Wilhelm Raabe Literature Prize 2024 for Saša Stanišić

We are delighted that the Wilhelm Raabe Literature Prize, endowed with 30,000 euros by Deutschlandfunk and the City of Braunschweig, has been awarded to our friend Saša Stanišić for his book “Möchte die Witwe angesprochen werden, platziert sie auf dem Grab die Gießkanne mit dem Ausguss nach vorn”.
We are also very pleased to welcome Saša Stanišić back to globale° in 2024.
The jury explained its decision as follows: “‘If the widow wants to be addressed, she places the watering can on the grave with the spout facing forward’, a book that can be read both as a collection of stories and as a novel, fits in with Saša Stanišić’s previous work in terms of both its content and the tones that this equally passionate and virtuoso storyteller has mastered, in the mixture of reflection and humor, of laconicism and human kindness.
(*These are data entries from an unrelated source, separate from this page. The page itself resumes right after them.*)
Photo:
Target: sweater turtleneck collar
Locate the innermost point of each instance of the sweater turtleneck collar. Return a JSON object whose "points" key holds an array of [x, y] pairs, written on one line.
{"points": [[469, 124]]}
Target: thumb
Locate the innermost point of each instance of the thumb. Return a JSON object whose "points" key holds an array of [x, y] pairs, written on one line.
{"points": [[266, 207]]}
Saša Stanišić tells of ruptures in the lives of young and old people, of the fates of migrants, distraught fathers or widows who have to reinvent their lives. His stories confront these characters with dreams and possibilities – and very often also with what will forever be withheld from them.
Saša Stanišić’s great gift is that he can take the existential and the supposedly trivial, the socio-politically relevant and the private equally seriously and tell the story with a very unique sense of humor: the saturated Hamburg family father who despairs of not being able to win against his young son in Memory is not played off against the hardships of young people from precarious living conditions who grow up in dreary high-rise housing estates and are exposed to everyday harassment and experiences of marginalization due to their migrant family histories.
In this book, Saša Stanišić also fuses precision in observational detail and precision in linguistic realization, depending on the milieus he illuminates, with an intensive examination of older and more recent literary references. In it, he recalls the extent to which literature itself drew him into the German language after he fled to Heidelberg with his family as a young teenager to escape the war in Bosnia. But he also merges spheres that do not naturally belong together when he interweaves the story of a Turkish cleaner with a novella by Artur Schnitzler or brings his own fictional alter ego into conversation with texts by Heinrich Heine. It’s always surprising, sometimes with an almost postmodern twist.
‘If the widow wants to be addressed, she places the watering can on the grave with the spout facing forward’ contains nothing less than the early Romantic utopia: existence can be transformed into something different and better through literature. “The world must be romanticized. That’s how you find the original meaning again”, as the early Romantic poet Friedrich von Hardenberg, better known as Novalis, once put it.
Saša Stanišić’s work, which will be awarded the Wilhelm Raabe Prize for Literature in 2024, is the enchanting proof that this credo can still be the glowing core of poetry.”